The CEO of Repsol, a Spanish oil major, Josu Jon Imaz, highlighted that the progress towards reducing reliance on oil and gas, and promoting clean energy alternatives such as clean hydrogen, is being hindered by high electricity costs and inconsistent regulatory frameworks globally. Speaking at the World Petroleum Congress in Calgary, Imaz emphasized the need for open-minded regulators who encourage development through incentives rather than restrictions.
One of the main obstacles faced in the development of clean hydrogen, which is produced without any emissions, is the high electricity costs involved in its production. Additionally, the lack of uniform tax and regulatory policies across different regions further complicates its implementation. Imaz suggested that the U.S. Inflation Reduction Act, which provides government incentives for low-emissions technologies including carbon capture and clean hydrogen production, could serve as a suitable model for the European Union.
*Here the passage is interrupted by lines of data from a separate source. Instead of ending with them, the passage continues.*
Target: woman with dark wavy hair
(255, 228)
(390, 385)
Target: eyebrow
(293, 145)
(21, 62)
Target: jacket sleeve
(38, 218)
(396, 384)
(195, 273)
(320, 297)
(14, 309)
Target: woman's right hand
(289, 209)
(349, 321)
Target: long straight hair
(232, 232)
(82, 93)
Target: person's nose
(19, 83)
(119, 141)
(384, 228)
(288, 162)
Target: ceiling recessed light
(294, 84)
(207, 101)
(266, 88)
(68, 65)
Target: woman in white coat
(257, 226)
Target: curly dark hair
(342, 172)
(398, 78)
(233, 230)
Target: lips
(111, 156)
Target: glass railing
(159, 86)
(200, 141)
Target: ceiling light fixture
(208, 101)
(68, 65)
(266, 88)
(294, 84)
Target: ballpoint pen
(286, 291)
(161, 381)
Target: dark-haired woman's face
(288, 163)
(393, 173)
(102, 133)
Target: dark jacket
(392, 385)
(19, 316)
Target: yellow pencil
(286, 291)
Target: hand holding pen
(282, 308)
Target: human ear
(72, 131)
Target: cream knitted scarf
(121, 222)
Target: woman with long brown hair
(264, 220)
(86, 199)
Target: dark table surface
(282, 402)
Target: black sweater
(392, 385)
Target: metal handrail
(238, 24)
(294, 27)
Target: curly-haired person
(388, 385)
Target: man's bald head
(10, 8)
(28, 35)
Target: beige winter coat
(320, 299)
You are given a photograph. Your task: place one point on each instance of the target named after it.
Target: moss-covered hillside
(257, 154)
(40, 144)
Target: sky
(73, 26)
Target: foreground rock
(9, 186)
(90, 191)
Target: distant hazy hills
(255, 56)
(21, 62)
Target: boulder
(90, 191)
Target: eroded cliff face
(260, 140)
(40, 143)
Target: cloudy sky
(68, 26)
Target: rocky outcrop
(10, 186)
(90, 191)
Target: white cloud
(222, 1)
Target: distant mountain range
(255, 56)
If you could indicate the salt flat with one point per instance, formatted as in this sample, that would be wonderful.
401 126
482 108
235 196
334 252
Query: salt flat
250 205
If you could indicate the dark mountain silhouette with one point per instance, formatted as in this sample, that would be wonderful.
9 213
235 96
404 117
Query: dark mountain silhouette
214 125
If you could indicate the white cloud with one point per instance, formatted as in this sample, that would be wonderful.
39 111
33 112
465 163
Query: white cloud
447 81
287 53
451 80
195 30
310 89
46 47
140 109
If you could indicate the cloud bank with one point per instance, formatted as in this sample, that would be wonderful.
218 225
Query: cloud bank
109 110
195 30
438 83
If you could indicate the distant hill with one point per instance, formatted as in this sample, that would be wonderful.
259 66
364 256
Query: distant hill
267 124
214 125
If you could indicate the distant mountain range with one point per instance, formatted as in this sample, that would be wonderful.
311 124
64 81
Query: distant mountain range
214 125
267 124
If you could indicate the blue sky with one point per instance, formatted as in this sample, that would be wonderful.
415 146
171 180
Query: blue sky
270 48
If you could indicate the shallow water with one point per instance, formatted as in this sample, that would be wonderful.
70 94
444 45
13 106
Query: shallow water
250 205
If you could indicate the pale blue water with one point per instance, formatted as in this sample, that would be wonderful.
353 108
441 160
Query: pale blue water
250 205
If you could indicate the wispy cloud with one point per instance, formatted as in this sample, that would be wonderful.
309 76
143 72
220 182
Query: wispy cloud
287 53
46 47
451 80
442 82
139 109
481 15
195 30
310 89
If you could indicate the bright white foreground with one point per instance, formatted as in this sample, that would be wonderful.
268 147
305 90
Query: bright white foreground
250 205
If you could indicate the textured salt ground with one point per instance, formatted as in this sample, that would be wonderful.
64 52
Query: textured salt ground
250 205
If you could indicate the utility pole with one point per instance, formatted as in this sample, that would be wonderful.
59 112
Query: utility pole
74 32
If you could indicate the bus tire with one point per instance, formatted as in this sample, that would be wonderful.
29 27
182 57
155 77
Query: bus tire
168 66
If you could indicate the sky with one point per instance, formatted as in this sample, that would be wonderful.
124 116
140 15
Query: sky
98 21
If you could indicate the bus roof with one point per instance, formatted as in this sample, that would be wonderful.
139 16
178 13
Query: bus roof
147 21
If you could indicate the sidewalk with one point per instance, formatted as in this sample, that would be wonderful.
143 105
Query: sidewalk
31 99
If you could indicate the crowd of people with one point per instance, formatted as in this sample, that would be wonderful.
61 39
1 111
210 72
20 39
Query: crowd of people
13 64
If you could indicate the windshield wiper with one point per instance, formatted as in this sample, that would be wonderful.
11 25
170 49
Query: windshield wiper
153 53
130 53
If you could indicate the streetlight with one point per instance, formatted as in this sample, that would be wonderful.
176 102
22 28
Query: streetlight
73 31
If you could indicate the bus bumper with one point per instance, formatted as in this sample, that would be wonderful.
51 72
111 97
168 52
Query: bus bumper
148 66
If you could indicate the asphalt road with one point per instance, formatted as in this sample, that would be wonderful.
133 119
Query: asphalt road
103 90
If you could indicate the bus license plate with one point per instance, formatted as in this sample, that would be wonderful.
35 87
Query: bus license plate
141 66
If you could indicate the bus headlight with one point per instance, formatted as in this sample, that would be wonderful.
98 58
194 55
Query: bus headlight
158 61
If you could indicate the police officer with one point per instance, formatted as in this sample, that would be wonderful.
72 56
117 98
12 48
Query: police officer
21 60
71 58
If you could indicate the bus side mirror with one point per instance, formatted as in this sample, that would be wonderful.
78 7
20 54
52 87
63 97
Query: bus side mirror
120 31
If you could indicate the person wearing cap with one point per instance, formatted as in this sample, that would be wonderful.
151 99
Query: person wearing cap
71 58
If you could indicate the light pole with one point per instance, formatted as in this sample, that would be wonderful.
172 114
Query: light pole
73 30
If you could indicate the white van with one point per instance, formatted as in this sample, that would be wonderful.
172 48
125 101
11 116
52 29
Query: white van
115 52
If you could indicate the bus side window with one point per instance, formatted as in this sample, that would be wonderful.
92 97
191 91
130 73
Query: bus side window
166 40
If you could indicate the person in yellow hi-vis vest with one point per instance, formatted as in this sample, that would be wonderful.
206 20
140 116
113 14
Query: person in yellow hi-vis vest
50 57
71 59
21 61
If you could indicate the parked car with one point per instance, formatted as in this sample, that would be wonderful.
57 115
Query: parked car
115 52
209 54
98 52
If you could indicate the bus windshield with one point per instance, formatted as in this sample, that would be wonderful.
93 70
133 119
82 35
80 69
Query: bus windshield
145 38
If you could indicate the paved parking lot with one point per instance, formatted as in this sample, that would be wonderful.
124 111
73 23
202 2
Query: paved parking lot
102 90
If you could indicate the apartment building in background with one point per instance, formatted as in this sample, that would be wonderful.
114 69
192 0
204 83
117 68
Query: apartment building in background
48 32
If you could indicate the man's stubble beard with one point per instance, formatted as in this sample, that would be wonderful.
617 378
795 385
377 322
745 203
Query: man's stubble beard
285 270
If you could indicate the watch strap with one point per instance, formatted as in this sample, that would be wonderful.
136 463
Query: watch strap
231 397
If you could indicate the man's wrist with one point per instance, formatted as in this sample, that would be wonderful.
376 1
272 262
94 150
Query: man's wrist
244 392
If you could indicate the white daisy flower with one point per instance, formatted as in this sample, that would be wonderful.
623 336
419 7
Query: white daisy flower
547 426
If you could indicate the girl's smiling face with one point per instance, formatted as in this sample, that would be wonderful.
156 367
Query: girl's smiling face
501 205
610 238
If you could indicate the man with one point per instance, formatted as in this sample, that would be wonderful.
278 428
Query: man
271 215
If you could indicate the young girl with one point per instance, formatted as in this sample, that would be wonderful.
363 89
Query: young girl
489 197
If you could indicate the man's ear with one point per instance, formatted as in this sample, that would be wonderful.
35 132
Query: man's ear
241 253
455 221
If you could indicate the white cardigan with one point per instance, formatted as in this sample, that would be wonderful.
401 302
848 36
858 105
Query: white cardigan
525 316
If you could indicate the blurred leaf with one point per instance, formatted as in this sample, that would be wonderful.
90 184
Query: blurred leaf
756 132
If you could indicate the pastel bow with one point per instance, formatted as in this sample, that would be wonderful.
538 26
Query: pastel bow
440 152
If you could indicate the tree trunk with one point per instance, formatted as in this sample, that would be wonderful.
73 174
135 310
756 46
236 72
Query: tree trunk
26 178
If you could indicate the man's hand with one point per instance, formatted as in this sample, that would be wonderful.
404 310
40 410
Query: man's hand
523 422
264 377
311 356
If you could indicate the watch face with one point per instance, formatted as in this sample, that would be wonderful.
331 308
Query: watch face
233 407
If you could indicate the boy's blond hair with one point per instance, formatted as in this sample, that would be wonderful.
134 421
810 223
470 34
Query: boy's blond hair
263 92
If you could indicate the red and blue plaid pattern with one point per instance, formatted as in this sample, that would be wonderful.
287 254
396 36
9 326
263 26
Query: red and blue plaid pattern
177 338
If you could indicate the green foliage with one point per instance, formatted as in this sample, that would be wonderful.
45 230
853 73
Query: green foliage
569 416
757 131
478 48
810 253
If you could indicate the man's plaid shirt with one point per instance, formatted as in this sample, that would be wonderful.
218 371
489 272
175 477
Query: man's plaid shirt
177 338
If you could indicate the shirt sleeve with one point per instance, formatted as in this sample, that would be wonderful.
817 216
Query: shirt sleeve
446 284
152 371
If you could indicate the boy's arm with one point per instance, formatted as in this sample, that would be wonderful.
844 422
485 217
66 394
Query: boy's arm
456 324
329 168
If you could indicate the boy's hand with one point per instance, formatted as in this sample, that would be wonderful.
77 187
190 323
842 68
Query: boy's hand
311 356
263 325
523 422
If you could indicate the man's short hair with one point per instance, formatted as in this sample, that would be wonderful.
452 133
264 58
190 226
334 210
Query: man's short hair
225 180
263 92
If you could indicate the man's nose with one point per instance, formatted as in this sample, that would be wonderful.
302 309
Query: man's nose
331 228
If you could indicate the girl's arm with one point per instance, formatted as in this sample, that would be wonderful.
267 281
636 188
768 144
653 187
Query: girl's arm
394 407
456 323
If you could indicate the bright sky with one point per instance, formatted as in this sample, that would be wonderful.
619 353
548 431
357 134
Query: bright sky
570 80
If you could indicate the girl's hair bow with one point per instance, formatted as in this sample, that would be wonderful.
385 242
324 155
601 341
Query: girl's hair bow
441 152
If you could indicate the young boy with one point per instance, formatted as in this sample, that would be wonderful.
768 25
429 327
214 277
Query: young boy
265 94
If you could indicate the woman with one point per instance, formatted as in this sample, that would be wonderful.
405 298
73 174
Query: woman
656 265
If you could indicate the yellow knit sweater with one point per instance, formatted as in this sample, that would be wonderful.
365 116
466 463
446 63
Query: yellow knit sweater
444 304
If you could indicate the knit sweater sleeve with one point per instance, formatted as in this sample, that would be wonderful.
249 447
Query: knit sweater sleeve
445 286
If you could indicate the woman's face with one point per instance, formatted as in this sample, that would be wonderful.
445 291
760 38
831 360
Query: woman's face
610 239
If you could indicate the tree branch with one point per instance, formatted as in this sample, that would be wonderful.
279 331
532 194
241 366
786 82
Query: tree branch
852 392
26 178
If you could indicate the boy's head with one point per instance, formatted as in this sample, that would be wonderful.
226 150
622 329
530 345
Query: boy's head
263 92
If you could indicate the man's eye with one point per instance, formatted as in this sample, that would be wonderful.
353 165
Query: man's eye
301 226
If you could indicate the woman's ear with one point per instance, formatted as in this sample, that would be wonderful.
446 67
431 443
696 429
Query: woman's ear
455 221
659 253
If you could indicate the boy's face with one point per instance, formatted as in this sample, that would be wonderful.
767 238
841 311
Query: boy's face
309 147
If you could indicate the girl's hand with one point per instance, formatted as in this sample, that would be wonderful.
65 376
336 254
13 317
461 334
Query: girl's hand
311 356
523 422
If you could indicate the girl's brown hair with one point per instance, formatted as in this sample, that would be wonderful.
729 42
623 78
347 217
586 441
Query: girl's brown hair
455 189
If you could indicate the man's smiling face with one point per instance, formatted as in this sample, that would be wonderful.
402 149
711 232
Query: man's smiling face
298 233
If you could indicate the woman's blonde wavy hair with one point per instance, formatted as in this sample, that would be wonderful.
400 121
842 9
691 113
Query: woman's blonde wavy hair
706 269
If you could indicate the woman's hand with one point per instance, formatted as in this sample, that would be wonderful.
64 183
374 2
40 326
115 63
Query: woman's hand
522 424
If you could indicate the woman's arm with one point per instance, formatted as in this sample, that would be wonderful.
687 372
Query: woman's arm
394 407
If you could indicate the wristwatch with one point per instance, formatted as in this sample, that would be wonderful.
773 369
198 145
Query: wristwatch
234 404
Repsol, as part of its broader renewable energy strategy, plans to establish wind, solar, and hydro-power plants with a combined capacity of 20 gigawatts by 2030. The company intends to allocate a significant portion of the $4.8 billion raised from selling a 25% stake in its oil business to renewable projects.
The industry recognizes that carbon capture technology is already economically viable for large-scale deployment in certain areas. However, the focus remains on tackling the challenges of high electricity costs and fragmented regulations to enable a more comprehensive global shift to clean energy sources.